Dari definisi tersebut terlihat bahwa akulturasi adalah salah satu aspek daripada culture change dan assimilasi adalah salah satu fase dari akulturasi, sedang difusi adalah daripada akulturasi.
Menurut Gillin & Gillin pada bukunya yang berjudul “culture Sosiology”, mendefinisikan akulturasi sebagai suatu proses dimana masyarakat yang berbeda-beda kebudayaannya mengalami perubahan oleh kontak yang sama dan langsung, tetapi dengan tidak sampai kepada pencampuran yang komplit dan bulat dari kedua kebudayaan itu. Berikut terdapat beberapa contoh bentuk akulturasi yang terjadi di Indonesia:
Akulturasi yang terjadi pada masyarakat PUJAKUSUMA, yakni dapat dilihat pada suku-suku Jawa yang sudah lama tinggal di Medan, yang mana karakter dan kepribadiannya dipengaruhi oleh dua kebudayaaan yakni jawa yang memiliki tatakrama dalam berbicara dan sopan santun yang lembut, serta batak yang memiliki watak keras dalam berbicara. Sehingga muncul sesuatu yang baru yakni masyarakat PUJAKUSUMA menggunakan bahasa jawa yang tidak sama dengan bahasa jawa dari jawa asli yakni bahasa jawa yang kasar misalnya saja untuk menyebutkan kata “Kepala”, bahasa jawa asli menggunakan “Sirah” tetapi pada masyarakat PUJAKUSUMA menggunakan kata “Endas” yang menurut bahasa jawa asli kasar dan biasanya “Endas” itu digunakan untuk menyebutkan kepala binatang misalnya “Endas Pitik”. Hal itu terjadi karena mereka Masyarakat jawa sudah bergaul bersama dan dalam waktu yang lama dengan masyarakat medan yang memiliki karakter keras.

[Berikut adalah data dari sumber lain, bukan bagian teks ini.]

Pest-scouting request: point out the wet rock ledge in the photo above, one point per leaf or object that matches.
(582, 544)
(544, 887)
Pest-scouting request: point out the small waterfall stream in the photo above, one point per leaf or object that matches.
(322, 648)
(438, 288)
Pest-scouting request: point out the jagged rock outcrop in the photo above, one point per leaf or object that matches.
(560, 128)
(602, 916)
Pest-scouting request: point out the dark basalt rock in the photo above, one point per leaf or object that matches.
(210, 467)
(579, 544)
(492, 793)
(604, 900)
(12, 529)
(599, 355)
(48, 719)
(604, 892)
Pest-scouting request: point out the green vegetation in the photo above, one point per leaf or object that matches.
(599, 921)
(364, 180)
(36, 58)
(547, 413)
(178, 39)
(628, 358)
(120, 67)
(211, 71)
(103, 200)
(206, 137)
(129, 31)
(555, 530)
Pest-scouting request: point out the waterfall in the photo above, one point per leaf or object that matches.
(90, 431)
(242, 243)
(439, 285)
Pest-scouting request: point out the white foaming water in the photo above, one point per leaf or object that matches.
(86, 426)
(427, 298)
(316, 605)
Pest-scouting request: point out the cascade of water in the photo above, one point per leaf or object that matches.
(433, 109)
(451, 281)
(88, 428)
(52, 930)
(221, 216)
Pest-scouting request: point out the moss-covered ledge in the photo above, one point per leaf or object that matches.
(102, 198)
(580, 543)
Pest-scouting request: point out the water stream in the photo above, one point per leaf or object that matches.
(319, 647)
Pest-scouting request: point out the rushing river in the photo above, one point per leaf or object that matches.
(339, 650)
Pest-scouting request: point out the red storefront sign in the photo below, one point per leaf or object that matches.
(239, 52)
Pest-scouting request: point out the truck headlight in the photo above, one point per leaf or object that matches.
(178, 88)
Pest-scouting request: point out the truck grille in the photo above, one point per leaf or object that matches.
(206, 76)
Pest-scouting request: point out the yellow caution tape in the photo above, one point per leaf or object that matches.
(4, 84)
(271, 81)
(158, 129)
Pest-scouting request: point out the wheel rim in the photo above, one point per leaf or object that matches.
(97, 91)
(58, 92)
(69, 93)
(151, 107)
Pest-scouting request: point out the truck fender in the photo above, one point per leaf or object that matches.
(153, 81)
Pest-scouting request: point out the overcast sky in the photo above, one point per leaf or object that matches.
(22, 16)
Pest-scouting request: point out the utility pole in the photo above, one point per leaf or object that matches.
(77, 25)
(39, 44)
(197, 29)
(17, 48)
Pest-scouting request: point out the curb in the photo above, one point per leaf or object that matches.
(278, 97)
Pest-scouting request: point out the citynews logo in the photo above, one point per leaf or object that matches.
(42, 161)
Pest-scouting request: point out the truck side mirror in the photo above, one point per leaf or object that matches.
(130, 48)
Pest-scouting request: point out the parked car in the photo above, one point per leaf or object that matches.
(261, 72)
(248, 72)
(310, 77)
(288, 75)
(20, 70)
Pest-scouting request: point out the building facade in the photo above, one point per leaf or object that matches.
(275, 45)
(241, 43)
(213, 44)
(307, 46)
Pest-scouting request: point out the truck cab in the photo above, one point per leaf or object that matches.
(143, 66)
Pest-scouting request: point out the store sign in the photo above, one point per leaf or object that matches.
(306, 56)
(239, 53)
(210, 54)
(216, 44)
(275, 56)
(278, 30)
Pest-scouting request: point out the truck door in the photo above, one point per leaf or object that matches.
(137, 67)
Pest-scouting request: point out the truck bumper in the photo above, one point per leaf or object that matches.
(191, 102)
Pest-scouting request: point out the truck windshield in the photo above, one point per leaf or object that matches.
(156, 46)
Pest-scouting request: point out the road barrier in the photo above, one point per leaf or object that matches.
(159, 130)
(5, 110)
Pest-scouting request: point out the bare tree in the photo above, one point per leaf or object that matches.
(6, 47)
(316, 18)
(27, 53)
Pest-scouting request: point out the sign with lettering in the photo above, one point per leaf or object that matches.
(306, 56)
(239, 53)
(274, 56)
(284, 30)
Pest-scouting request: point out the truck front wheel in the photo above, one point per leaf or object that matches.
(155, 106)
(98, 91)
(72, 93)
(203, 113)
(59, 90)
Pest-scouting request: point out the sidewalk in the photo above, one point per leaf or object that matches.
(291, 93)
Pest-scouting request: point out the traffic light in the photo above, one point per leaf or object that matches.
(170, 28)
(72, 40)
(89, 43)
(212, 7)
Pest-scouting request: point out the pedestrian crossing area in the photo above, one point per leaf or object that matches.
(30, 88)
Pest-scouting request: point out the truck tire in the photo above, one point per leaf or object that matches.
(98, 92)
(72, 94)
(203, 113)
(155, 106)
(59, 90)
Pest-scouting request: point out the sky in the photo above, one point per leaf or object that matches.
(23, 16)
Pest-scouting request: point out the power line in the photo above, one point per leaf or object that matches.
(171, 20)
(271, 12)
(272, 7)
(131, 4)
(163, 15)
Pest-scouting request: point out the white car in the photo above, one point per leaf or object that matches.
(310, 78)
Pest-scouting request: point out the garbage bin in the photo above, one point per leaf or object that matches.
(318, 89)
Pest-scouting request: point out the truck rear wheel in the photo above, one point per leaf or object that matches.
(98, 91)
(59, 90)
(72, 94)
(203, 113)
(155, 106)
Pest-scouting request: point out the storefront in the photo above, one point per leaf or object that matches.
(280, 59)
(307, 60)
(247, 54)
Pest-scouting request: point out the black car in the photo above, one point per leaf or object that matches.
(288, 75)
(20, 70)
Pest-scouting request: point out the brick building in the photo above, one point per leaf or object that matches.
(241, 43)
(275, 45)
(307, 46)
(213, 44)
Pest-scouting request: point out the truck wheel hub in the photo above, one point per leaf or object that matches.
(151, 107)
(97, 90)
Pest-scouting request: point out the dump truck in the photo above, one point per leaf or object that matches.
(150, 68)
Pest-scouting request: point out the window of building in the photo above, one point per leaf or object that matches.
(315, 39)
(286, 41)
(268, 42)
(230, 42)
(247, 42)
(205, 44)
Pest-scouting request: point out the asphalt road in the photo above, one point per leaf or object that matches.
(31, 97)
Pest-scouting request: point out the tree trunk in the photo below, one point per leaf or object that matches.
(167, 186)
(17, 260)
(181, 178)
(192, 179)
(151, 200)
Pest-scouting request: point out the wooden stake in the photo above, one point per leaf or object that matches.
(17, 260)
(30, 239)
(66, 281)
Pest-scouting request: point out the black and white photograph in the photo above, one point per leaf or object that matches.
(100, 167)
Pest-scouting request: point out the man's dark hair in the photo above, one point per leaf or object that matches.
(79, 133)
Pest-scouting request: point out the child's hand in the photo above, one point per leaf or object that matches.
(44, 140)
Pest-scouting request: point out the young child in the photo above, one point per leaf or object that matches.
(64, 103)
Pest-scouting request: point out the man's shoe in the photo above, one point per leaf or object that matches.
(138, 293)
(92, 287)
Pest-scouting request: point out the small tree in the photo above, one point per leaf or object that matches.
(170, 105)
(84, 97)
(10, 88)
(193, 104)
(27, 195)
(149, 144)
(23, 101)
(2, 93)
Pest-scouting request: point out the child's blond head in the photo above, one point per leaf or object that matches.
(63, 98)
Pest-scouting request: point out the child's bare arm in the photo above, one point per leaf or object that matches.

Wujud akulturasi yang terlihat dalam sistem pemerintahan juga dapat dilihat dalam sistem kemasyarakatan, yaitu pada pembagian lapisan masyarakat yang berdasarkan sistem kasta. Sistem kasta menurut kepercayaan orang Hindu terdiri dari kasta Ksatria (golongan prajurit, bangsawan), kasta brahmana (golongan pendeta), kasta sudra (golongan rakyat jelata) dan kasta waisya (golongan pedagang). Kasta-kasta tersebut juga berlaku atau dipercayai oleh umat Hindu Indonesia tetapi tidak sama persis dengan kasta-kasta yang ada di India karena kasta India benar-benar diterapkan dalam seluruh aspek kehidupan, sedangkan di Indonesia tidak demikian, karena di Indonesia kasta hanya diterapkan untuk upacara keagamaan.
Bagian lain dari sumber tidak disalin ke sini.